Marcello laughed. ‘Are you sure you’re feeling alright?’ He leant down, pressing his hand to my forehead.
‘Absolutely, I’ll be pounding the pavement by morning,’ I said.
Ugh, seriously, Sammi, stop talking!
Marcello stepped away. ‘Very good,’ he said. I may not have been able to see his face, but I could
tell from his voice he was smiling. ‘Buona notte, Samantha.’
He was saying goodnight, and nothing sounded sweeter, but there was one small thing I had to say before he left.
‘Marcello?’
He paused at the door and turned to me, half his face illuminated by the light from the hall.
I smiled, even though I knew he couldn’t see it, but maybe he too would hear it in my voice when I told him, ‘Call me Sammi.’
And with the twist of his mouth I was so glad I could see, and a quick nod of understanding, he slowly stepped into the hall and closed the door behind him.
Chapter Eight
The depths of the night were sliced with light and laughter, stumbling, cursing and the springs of my bed groaning as a figure fell onto the mattress at the foot of my bed.

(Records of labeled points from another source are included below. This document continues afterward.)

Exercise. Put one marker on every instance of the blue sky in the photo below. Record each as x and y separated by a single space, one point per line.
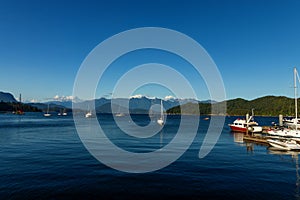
255 44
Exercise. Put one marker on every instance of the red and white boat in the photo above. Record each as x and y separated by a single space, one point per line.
242 125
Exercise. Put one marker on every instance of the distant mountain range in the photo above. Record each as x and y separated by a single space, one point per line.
264 106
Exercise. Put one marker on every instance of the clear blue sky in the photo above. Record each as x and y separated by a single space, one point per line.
255 44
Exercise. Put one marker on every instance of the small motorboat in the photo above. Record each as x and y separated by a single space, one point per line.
286 145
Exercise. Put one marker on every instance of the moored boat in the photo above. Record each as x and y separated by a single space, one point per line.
286 145
245 125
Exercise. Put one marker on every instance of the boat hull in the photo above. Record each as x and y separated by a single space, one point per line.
253 129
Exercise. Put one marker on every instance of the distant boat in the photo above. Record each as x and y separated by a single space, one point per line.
65 113
62 113
47 114
160 121
120 115
243 125
89 113
286 145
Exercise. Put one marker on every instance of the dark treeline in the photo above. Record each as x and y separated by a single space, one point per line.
264 106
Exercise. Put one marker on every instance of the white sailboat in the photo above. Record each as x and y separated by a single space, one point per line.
291 131
47 114
89 113
160 121
65 113
286 145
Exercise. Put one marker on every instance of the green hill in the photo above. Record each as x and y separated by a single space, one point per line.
264 106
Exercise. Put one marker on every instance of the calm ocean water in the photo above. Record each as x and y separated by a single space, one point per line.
44 158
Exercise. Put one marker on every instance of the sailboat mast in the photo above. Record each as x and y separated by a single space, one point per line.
161 109
295 91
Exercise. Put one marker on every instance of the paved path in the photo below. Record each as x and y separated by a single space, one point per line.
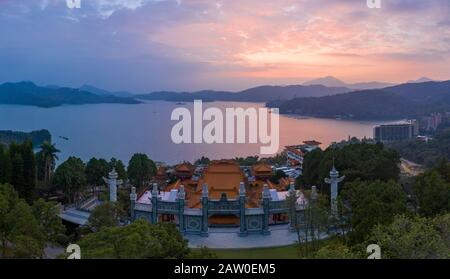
228 238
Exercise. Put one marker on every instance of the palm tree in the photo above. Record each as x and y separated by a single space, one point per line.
49 157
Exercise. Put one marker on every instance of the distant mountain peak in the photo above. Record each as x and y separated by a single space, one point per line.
331 81
420 80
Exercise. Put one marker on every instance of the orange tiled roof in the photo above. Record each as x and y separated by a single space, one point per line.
222 176
261 168
184 167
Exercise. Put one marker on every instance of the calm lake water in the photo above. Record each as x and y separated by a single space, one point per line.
115 130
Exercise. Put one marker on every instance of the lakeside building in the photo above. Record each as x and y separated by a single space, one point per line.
295 153
396 132
431 123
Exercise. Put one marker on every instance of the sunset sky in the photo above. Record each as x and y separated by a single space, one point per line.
148 45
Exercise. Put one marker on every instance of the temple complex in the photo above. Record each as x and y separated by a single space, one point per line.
221 195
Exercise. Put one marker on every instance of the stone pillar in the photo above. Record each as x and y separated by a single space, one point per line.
314 194
334 183
243 223
293 218
266 201
133 197
155 203
112 183
205 200
181 201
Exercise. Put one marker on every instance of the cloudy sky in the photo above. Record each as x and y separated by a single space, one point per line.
147 45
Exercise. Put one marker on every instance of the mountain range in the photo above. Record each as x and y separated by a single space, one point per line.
332 81
28 93
256 94
412 99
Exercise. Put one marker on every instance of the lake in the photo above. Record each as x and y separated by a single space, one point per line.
116 130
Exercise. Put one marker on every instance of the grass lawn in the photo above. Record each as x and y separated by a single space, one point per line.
285 252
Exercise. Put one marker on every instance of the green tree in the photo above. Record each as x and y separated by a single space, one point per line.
27 236
409 238
47 160
106 215
334 251
140 170
5 165
308 223
20 233
29 171
70 177
364 161
46 213
119 167
203 253
372 203
96 170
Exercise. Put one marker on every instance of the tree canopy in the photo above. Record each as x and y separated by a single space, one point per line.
364 161
70 177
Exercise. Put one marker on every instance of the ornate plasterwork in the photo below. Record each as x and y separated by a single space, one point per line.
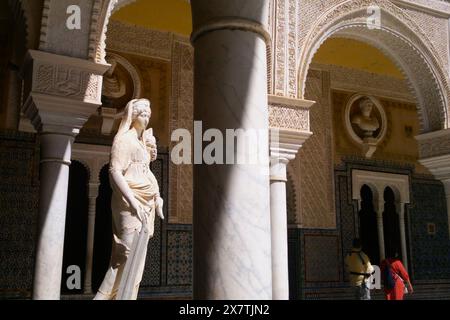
400 38
129 38
289 114
285 48
313 167
348 79
54 81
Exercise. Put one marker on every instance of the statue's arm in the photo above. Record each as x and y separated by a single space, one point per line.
119 163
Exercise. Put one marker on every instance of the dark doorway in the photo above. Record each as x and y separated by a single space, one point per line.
391 225
103 230
368 226
75 238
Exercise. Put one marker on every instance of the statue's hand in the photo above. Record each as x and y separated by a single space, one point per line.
137 210
159 207
153 154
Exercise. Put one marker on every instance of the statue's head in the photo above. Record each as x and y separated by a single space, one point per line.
137 114
366 106
141 113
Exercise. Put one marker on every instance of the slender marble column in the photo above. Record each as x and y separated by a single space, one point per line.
232 240
54 181
57 110
401 216
447 195
284 145
93 193
278 214
381 229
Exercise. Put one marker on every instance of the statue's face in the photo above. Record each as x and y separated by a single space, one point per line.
366 107
142 114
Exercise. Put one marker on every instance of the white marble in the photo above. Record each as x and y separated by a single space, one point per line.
54 180
135 202
232 238
447 195
278 214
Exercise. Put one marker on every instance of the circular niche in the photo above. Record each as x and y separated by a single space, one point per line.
365 122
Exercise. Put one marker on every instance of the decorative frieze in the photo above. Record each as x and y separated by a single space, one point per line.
434 144
289 113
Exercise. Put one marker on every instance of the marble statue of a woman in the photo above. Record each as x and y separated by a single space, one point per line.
135 200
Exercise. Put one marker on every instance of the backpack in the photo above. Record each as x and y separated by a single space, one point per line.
389 282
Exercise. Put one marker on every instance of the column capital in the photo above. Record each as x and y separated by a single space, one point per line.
285 143
289 126
214 15
61 92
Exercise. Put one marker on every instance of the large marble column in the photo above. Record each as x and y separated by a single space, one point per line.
232 241
54 180
61 93
284 145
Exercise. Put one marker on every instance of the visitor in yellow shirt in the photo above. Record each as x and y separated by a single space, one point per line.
360 269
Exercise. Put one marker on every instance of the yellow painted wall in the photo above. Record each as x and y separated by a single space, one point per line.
165 15
399 145
356 55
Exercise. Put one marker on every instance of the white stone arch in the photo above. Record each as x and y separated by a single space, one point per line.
86 166
401 40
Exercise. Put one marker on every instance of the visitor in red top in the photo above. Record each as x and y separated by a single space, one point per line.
400 278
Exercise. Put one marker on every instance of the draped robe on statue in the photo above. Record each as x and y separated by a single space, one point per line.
131 158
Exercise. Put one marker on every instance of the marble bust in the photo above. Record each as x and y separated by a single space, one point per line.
135 201
364 120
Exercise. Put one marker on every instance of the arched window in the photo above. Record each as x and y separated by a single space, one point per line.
368 225
391 225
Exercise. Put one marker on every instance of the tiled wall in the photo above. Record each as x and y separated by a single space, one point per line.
316 256
19 192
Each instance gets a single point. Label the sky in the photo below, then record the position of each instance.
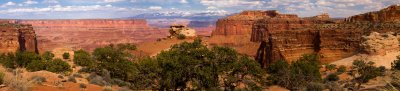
(89, 9)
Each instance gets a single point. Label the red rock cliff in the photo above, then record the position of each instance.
(390, 14)
(289, 39)
(91, 33)
(14, 37)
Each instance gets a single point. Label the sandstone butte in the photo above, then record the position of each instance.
(91, 33)
(14, 37)
(288, 37)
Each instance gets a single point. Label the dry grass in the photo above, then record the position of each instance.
(17, 82)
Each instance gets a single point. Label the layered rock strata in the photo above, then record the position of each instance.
(17, 37)
(91, 33)
(288, 39)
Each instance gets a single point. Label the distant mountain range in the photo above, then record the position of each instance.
(209, 15)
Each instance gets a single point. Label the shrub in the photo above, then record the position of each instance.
(181, 36)
(107, 88)
(77, 75)
(38, 79)
(330, 67)
(396, 64)
(83, 58)
(98, 80)
(24, 58)
(58, 66)
(18, 83)
(315, 87)
(296, 75)
(363, 71)
(36, 65)
(341, 69)
(66, 55)
(2, 78)
(72, 79)
(48, 55)
(81, 85)
(332, 77)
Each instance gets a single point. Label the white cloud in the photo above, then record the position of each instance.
(28, 2)
(155, 7)
(8, 4)
(110, 1)
(183, 1)
(59, 8)
(51, 1)
(231, 3)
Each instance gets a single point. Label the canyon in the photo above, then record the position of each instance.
(288, 37)
(91, 33)
(17, 37)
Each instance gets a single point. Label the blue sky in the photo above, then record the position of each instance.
(80, 9)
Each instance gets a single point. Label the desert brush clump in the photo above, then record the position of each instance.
(296, 75)
(34, 62)
(188, 65)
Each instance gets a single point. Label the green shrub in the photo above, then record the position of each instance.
(341, 69)
(38, 79)
(330, 67)
(315, 87)
(58, 66)
(36, 65)
(48, 55)
(83, 58)
(81, 85)
(296, 75)
(396, 64)
(363, 71)
(181, 36)
(66, 55)
(332, 77)
(71, 79)
(2, 78)
(24, 58)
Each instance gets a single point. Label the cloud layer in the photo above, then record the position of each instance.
(72, 9)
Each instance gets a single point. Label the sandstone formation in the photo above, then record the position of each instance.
(288, 37)
(242, 23)
(17, 37)
(377, 43)
(91, 33)
(390, 14)
(176, 30)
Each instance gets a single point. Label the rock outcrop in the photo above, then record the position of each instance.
(390, 14)
(177, 30)
(379, 43)
(242, 23)
(17, 37)
(92, 33)
(290, 38)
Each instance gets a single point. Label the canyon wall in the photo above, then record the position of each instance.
(290, 38)
(390, 14)
(92, 33)
(17, 37)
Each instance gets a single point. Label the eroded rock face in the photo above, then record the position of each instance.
(378, 44)
(242, 23)
(289, 39)
(17, 37)
(92, 33)
(390, 14)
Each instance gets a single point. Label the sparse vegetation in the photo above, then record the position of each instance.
(296, 75)
(181, 36)
(66, 55)
(58, 66)
(396, 64)
(2, 77)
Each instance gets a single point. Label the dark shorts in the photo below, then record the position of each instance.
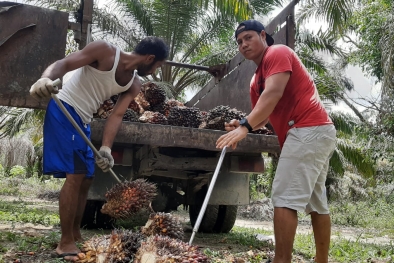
(65, 152)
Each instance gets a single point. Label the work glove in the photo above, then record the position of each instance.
(232, 125)
(43, 88)
(106, 161)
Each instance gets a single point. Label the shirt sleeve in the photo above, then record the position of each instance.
(278, 60)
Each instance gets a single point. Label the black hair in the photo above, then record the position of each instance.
(153, 46)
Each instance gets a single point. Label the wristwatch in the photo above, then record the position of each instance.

‘Oops,’ the voice said, followed by a telltale hiccup.
I groaned, turning away from the sounds and the assault of fluorescent, flickering globes, pulling the sheet with me in an effort to shield myself from them. My roommates were talking to me but I didn’t care. I just had to not think, not move until my head stopped pounding and my gut stopped churning. I wanted no part of this reality: drunk, screeching girls and jostling jocks who said ‘Dude’ a lot. I hoped Maria would appear to chastise them like a boarding school marm, but this wasn’t school. No, this was the epitome of freedom, and although I had thought it was what I wanted, at 3 a.m. I wanted no part of it. I cocooned my ears with my arms and focused desperately on drifting back to sleep, and it almost worked, until another form of light streamed across my face. Warm and intense, it stirred me from my dream of wandering the cobbled streets of Rome in a flowing skirt, large sunhat and glasses, eating gelato without a care in the world. It had seemed so real. The warmth of the sun on my face as I lifted it to the sky, the hot, thick air that smelt like … cheese?
Cheese?
My eyes slowly peeled open, blinking, confused, until I spied my less-than-thrilling reality in the form of a big hairy toe. My eyes widened, refocusing on the toe that was attached to a huge foot suffering from a severe case of sock tan, leading up to a kneecap, a thigh and a … oh, Jesus!